Na tle każdej z planet jarzyły się w słońcu pozostałe statki floty. Znajdowały się w różnych pozycjach, gdyż każdy pilot wykonywał inwersję w swoim własnym tempie, a pióropusze białej pary dobywające się z bocznych silników nakładały się na kłęby chmur żeglujące tysiące mil poniżej.

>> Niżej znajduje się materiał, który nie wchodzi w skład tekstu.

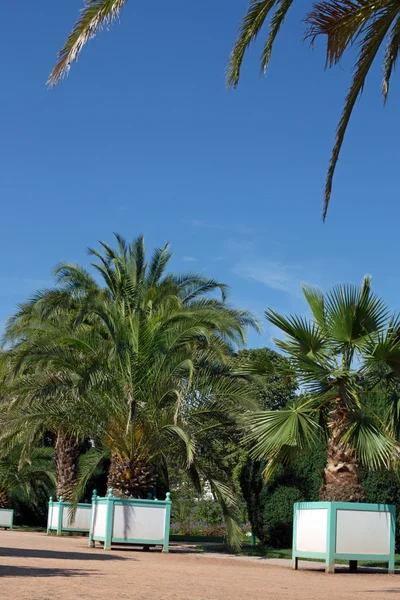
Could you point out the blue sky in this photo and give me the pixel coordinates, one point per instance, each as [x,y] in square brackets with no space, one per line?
[144,137]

Nad nimi otwierał się lodowaty, pałający wszechświat — okręgi i spirale, rzeki srebrzystego blasku, miriady żarzących się gwiazd, w większości niebieskich i białych, cicho sunące komety i przelatujące z impetem meteory.

Widok ten przejął Tollera dreszczem podniecenia i grozy, napełniając go zarazem dumą, że jego naród miał dość odwagi, by przeprawić się przez międzyplanetarną pustkę w kruchych pojazdach z płótna i drewna, jak i uprzytamniając, iż mimo wielkich ambicji i marzeń ludzie są niemal jak mikroby ślamazarnie gramolące się z jednego ziarenka piasku na drugie.

Nigdy nie przyznałby się do tego przed żadnym z rówieśników, lecz odetchnął z ulgą, gdy manewr inwersji został ukończony, a statek zaczął opadać w stronę naturalnego domostwa ludzkości. Od tego momentu powietrze będzie coraz gęstsze i cieplejsze, mniej nieprzyjazne człowiekowi, a zaprzątające umysł Tollera troski na powrót nabiorą normalnych proporcji.